How to train a logistic regression model using scikit-learn in Python

Published on Aug. 22, 2023, 12:16 p.m.

To train a logistic regression model using scikit-learn in Python, you can use the LogisticRegression class from the scikit-learn library. Here’s an example code snippet:

import numpy as np
from sklearn.linear_model import LogisticRegression

# Load the data
X = np.array([[1, 2], [3, 4], [5, 6]])
y = np.array([0, 0, 1])

# Create the logistic regression model
model = LogisticRegression()

# Fit the model on the data
model.fit(X, y)

# Predict the output for a new input
test_input = np.array([[7, 8]])
output = model.predict(test_input)
print(output)

In this code, we first load some sample data into X and y. The X variable should contain the training feature matrix (one row per sample, one column per feature), and y should contain the corresponding binary class labels (0 or 1) for each sample.

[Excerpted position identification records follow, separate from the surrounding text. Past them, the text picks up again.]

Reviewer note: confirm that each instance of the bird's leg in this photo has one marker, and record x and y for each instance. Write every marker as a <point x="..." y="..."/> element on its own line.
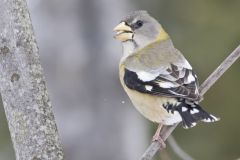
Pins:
<point x="157" y="136"/>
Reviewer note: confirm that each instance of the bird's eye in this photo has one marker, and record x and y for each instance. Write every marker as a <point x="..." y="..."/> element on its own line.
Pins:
<point x="139" y="23"/>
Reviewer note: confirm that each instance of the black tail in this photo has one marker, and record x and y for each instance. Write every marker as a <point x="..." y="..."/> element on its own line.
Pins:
<point x="191" y="113"/>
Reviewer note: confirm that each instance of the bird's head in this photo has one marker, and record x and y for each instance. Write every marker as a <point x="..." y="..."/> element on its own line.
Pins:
<point x="140" y="29"/>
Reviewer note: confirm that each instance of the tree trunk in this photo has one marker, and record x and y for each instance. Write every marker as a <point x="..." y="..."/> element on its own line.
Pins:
<point x="23" y="89"/>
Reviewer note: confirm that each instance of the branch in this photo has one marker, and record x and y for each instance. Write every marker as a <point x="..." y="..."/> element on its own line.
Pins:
<point x="26" y="102"/>
<point x="167" y="130"/>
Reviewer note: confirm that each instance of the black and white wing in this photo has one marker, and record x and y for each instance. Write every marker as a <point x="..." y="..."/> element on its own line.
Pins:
<point x="175" y="81"/>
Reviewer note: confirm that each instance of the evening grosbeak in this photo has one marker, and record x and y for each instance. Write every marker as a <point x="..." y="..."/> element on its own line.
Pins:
<point x="156" y="76"/>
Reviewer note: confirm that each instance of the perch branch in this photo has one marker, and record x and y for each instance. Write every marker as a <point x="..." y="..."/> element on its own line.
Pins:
<point x="167" y="130"/>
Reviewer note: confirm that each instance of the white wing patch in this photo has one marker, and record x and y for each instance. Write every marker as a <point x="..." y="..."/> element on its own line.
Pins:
<point x="146" y="76"/>
<point x="167" y="84"/>
<point x="194" y="110"/>
<point x="190" y="78"/>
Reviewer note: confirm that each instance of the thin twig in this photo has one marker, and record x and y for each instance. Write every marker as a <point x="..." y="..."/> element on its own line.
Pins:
<point x="155" y="146"/>
<point x="177" y="149"/>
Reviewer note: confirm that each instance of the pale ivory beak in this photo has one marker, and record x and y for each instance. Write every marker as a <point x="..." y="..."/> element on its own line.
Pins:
<point x="124" y="32"/>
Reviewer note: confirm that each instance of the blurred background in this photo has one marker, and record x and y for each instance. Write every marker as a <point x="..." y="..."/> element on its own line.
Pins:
<point x="96" y="120"/>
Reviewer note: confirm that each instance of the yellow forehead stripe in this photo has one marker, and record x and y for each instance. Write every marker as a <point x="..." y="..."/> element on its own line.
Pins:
<point x="162" y="35"/>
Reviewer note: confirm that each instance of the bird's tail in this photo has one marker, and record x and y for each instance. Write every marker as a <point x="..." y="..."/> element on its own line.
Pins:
<point x="191" y="113"/>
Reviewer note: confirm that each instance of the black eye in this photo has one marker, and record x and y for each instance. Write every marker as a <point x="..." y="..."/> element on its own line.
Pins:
<point x="139" y="23"/>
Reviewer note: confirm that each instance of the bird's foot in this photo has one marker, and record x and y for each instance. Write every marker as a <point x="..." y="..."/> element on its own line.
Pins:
<point x="158" y="138"/>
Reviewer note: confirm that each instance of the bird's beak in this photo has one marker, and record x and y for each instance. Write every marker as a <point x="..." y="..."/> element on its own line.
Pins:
<point x="124" y="32"/>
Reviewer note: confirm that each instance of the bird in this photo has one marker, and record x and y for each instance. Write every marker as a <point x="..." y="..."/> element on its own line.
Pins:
<point x="158" y="79"/>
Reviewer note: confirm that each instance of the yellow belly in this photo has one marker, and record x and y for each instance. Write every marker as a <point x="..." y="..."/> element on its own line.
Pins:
<point x="151" y="107"/>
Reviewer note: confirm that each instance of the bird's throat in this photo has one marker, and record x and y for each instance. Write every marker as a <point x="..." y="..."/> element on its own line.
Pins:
<point x="162" y="35"/>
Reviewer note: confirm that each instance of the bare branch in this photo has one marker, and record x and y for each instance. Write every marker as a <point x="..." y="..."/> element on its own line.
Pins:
<point x="219" y="71"/>
<point x="25" y="98"/>
<point x="155" y="146"/>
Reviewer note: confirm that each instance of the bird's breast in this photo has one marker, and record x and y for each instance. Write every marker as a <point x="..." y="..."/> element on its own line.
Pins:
<point x="150" y="106"/>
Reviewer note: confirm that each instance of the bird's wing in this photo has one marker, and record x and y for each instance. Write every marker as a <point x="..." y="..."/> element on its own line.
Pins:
<point x="171" y="79"/>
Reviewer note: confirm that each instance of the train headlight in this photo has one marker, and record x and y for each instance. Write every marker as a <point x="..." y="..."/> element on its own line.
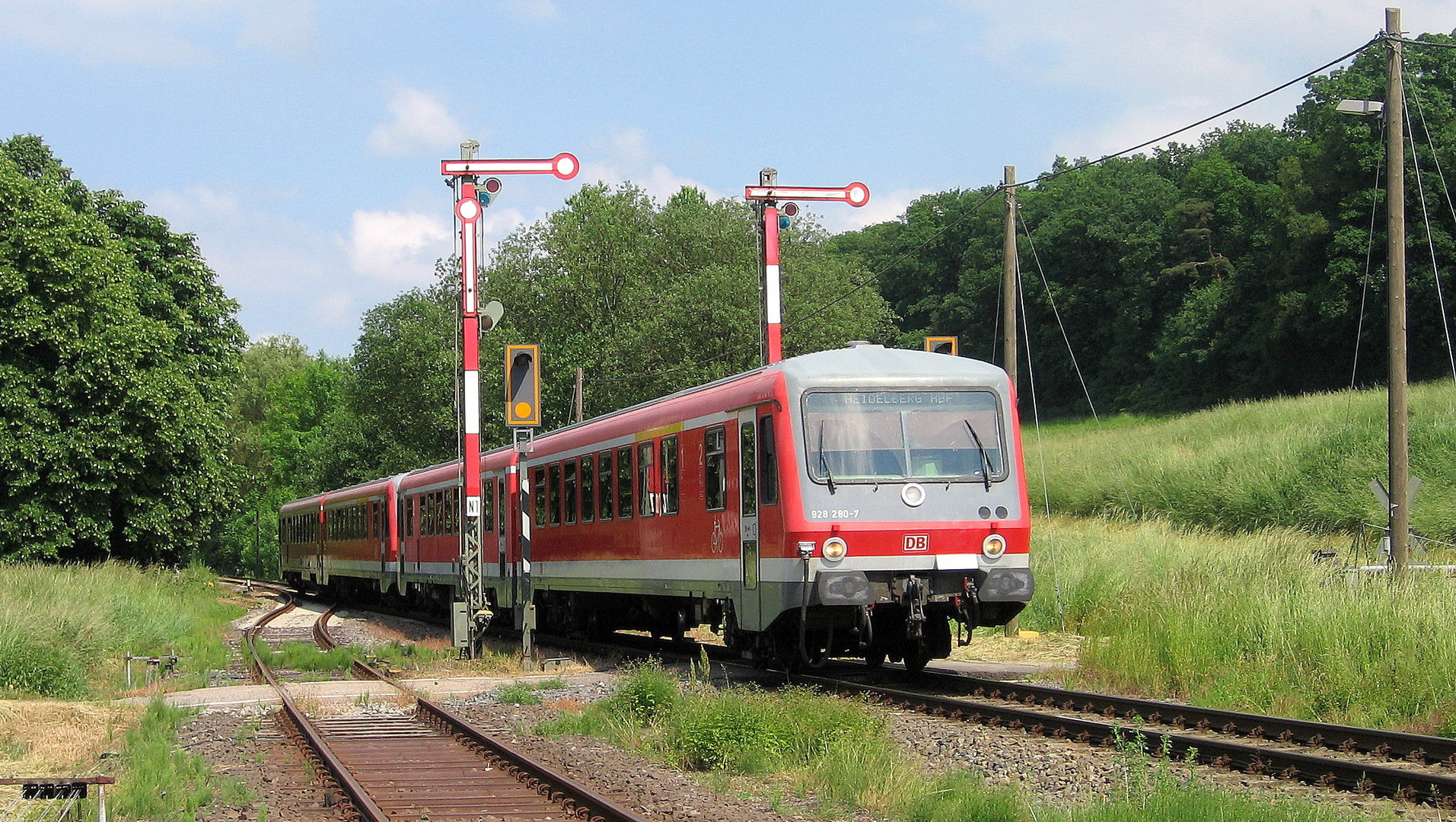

We then create an instance of the LogisticRegression class and fit the model on the data using the fit() method.

Finally, we can use the trained model to make predictions for new inputs using the predict() method.

This is just a simple example, but scikit-learn provides many other options for logistic regression training and evaluation.

To save and load machine learning models

To save and load machine learning models, common practices include using the pickle or joblib module in Python. Here’s how you can use these modules to save and load a model:

  1. Using pickle to save and load a model:
import pickle

# Assuming you already have a trained scikit-learn model called 'model'
# Save the model
with open('model.pkl', 'wb') as f:
    pickle.dump(model, f)

# Load the model
with open('model.pkl', 'rb') as f:
    loaded_model = pickle.load(f)
  1. Using joblib to save and load a model:
import joblib

# Assuming you already have a trained scikit-learn model called 'model'
# Save the model
joblib.dump(model, 'model.joblib')

# Load the model
loaded_model = joblib.load('model.joblib')

Both pickle and joblib can serialize and deserialize a trained machine learning model, allowing you to save and load the model for later use. PyTorch and TensorFlow also have their own model saving and loading methods, which you can learn by checking their respective documentation.